Weeks 1-3: Go through the 5 quantitative books reading each chapter and doing the practice problems at the end of each adding to the
error log the questions I miss.
Week 4: Review the problems in my quantitative
error log and take a ManhattanGMAT practice CAT every other day of only the quantitative portion. Find areas of quantitative that are still lagging.
Weeks 5-7: Go through the 3 verbal books reading each chapter and doing the practice problems at the end of each adding to the
error log the ones I miss. Every other day I plan on doing a few randomly selected problems from the 5 quantitative books to maintain my comfort and knowledge level.

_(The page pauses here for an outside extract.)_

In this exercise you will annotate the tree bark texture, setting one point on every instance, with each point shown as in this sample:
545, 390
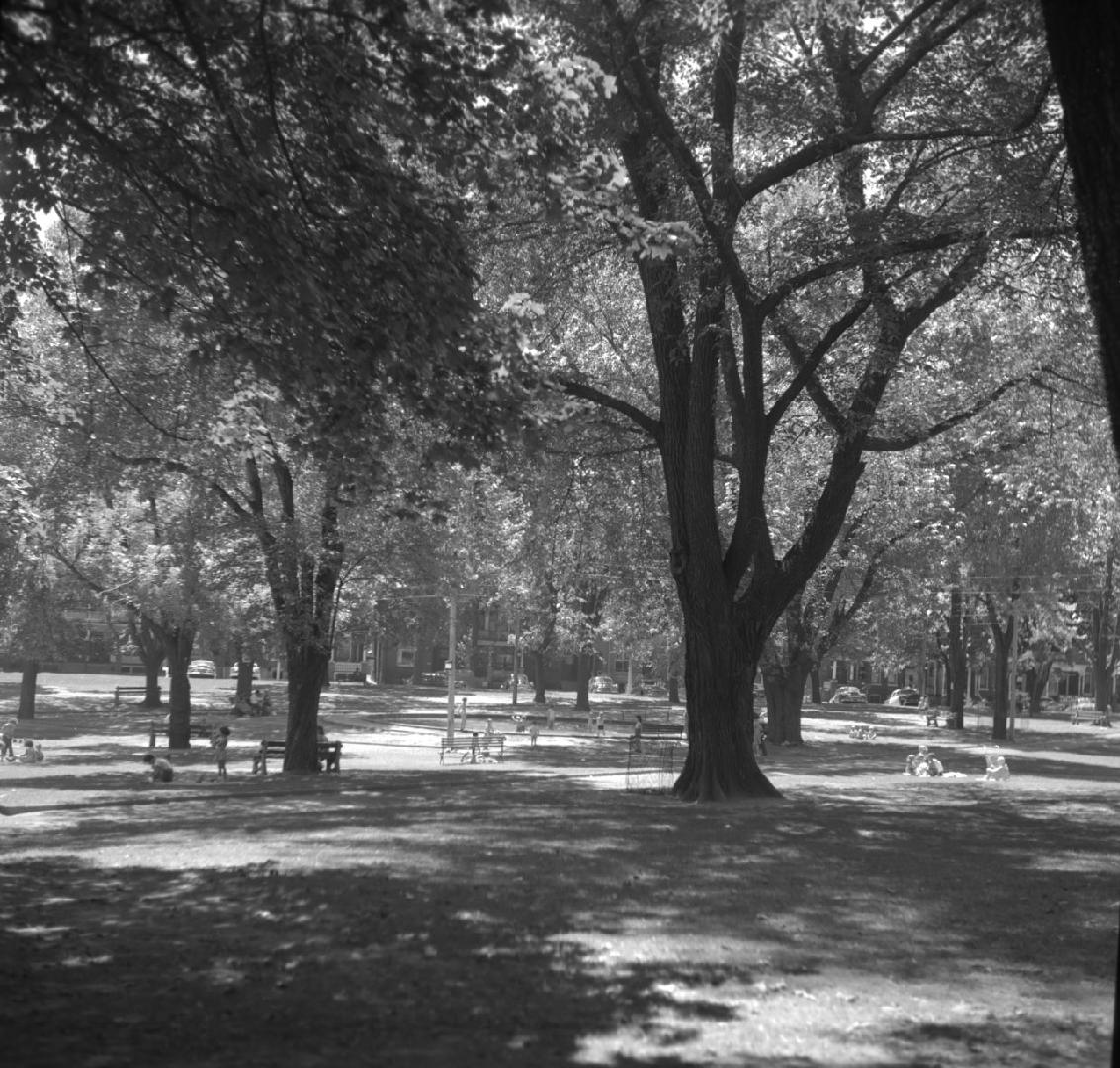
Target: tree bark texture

Week 8: Review the problems in my verbal
error log and take a ManhattanGMAT practice CAT every other day of only the verbal portion. Find areas of verbal that are still lagging and keep it in the log.
Weeks 9-10: Review problem areas of Quantitative and Verbal. Take multiple full length tests the first three will be full length
Manhattan GMAT prep tests so I can best understand the areas that are still lagging. Include in the last two weeks a review of the generally accepted format for AWA writing and take a couple practice writing tests.
Does this seem like a prudent plan? I am currently on day three of the first week and I have nearly completed the first strategy guide: Number properties.
Regarding the
Manhattan GMAT strategy guides, each contains 2 official guide problem sets. Currently I am skipping these so that I don't waste the problems in the official guide. Is this is a good approach?